Most of the focus in the Greek debt crisis has centered on Greek
prime minister George Papandreou. After all, he was the guy who threw the entire European bailout deal into disarray by calling for a referendum. And later today, he faces a no-confidence vote in the Greek parliament.
But economist Daniel Gros at the Centre for European Policy Studies, says our eagle-eyed focus could be misguided: if we want to understand the future of the European debt crisis, we ought to be watching Greece’s banks rather than its political leadership. “It’s difficult to get good data,” he says. “But I’m trying to watch the Greek banking system to see whether there’s a rush to withdraw deposits. Right now, it’s been surprisingly slow. but if it accelerates that could spell the end.”
Why the political instability hasn’t lead to a bank run is a bit puzzling to Gros. “You’d have to be Greek to answer that,” he says. But I had him game out for me what would unfold if Greeks do start withdrawing funds en masse as political instability mounts.
“If there’s a run on the Greek banks, how can they actually satisfy that?” he asks. “Greece doesn’t have any more collateral to give the European Central Bank. Then the question becomes, will the European Central Bank give them any more loans?”
Greece and the European Central Bank have had a bit of a bumpy relationship: as The New York Times reported earlier this year, Greek banks have felt “pressured” to stop relying on a central fund. In May, the European Central Bank stopped accepting Greek bonds as collateral for loans to Greek banks.

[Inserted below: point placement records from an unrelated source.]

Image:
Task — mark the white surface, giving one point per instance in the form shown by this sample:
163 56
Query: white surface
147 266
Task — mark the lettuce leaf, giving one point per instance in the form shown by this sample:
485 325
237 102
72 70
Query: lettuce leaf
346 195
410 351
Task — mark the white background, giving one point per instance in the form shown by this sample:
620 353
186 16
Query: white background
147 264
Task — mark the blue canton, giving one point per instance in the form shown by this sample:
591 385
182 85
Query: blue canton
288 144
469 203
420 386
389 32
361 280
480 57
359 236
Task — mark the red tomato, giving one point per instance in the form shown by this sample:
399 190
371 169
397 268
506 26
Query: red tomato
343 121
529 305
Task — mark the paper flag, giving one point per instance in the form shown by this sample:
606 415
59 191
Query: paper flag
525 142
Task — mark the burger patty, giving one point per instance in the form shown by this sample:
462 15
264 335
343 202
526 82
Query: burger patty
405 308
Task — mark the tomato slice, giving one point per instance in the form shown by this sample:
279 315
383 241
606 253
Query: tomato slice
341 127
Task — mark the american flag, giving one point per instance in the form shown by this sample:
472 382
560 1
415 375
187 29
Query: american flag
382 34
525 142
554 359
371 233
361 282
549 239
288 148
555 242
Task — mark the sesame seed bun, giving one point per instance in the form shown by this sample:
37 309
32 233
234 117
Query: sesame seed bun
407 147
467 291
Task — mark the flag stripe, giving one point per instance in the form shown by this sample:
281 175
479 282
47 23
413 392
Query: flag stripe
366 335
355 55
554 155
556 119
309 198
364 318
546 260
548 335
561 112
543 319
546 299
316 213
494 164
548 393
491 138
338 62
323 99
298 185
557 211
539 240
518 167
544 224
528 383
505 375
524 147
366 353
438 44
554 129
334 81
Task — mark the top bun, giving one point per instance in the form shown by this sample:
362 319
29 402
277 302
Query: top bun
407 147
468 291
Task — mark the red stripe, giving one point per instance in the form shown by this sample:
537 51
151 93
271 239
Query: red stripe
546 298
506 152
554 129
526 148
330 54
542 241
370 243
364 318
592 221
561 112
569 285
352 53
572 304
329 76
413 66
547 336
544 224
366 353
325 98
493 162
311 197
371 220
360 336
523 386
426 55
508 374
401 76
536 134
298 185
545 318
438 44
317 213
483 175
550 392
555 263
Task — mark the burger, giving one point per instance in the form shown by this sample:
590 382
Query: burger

But the prospect of a Greek default poses a difficult decision for the ECB. If it says no more loans, that’s probably the end: the Greek banks default, and that sends a shock of instability through the euro zone. “Will it say yes one more time? It’s very tough,” says Gros.
What could prevent all this? Gros ticks off a number of policies, including requiring European Union deposit insurance or not allowing a bank to have all of its sovereign debt in one country. But all of those would have had to have been implemented before the mess Greece is in now. The options on the table in the current moment are much more limited.
“It’s too late,” says Gros. “The only thing the European Central Bank can do is mitigate the situation. And the only thing we can do is just watch what the Greeks are doing.”